Dopo 24 anni di aikido, mi ritrovai in quel momento ad essere veramente un principiante che inizia lo studio di una nuova, entusiasmante disciplina. Ho riflettuto parecchio su quel momento e ho trovato numerose affinità tra il concetto così semplicemente e chiaramente espresso da Fritz e i grandi capisaldi della mia filosofia di vita e di lavoro in ambito terapeutico. Dove finisce l’ascolto dell’altro? Solitamente nel proprio bisogno di intervenire. Ascoltiamo una persona che ci racconta un suo problema o una sua visione dei fatti della vita e quasi immediatamente iniziamo a formulare mentalmente uno schema reattivo sotto forma di risposta. Questo nell’aikido equivale a decidere come fare una tecnica prima ancora di aver letto l’attacco di uke, di averne percepito intensità, direzione e velocità.
Perché succede questo? Credo prevalentemente per paura.

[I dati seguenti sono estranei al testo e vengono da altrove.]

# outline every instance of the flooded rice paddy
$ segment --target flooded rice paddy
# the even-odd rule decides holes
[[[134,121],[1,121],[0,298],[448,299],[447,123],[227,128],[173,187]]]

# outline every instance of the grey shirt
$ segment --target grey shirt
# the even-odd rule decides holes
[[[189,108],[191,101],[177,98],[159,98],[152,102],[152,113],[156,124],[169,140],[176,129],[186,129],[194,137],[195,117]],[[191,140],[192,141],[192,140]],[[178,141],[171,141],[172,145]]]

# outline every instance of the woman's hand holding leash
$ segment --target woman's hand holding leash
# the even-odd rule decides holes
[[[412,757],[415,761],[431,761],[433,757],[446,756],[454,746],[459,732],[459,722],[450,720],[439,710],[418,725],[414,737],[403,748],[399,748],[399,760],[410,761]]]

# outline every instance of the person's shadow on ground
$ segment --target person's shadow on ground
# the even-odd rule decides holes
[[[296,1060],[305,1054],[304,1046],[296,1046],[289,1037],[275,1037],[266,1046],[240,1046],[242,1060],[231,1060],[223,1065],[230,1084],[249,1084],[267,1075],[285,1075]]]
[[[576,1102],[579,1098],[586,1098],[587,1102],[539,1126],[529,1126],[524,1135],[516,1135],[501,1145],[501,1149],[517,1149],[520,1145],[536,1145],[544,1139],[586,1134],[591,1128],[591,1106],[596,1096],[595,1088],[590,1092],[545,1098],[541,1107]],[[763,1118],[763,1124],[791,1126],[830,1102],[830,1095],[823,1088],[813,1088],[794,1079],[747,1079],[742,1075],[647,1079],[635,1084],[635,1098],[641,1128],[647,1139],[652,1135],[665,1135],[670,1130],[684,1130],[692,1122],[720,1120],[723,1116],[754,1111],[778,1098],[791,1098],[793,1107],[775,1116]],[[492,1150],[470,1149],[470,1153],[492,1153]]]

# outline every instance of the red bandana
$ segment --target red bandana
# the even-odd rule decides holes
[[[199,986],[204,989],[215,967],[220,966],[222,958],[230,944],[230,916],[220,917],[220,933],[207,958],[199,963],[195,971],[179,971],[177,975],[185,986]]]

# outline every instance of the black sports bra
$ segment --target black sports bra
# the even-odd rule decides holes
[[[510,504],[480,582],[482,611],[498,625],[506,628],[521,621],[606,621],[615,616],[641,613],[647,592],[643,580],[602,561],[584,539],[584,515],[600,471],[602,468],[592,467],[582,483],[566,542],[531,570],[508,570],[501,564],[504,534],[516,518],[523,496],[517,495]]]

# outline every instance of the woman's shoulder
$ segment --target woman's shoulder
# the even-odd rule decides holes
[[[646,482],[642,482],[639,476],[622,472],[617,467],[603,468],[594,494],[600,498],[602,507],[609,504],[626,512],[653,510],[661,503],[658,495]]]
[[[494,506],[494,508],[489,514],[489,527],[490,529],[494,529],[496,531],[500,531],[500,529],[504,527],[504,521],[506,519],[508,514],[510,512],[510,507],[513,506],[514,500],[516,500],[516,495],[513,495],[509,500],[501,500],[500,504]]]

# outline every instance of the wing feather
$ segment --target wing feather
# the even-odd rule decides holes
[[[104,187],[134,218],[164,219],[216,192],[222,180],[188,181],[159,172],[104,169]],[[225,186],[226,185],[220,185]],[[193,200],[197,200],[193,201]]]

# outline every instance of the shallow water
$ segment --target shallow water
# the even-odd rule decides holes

Quando abbiamo a che fare con qualcuno che ci racconta la sua sofferenza, abbiamo paura di ascoltare, paura di non essere in grado di reggere il contatto con quel dolore, paura di non essere in grado di aiutare, e iniziamo a reagire cercando forsennatamente una soluzione, per tenere la cosa lontana dal nostro cuore, dalla nostra anima morbida. Abbiamo “bisogno” di intervenire, di impacchettare e chiudere la cosa in modo da potercela dimenticare prima possibile per evitare che ci ferisca. [...]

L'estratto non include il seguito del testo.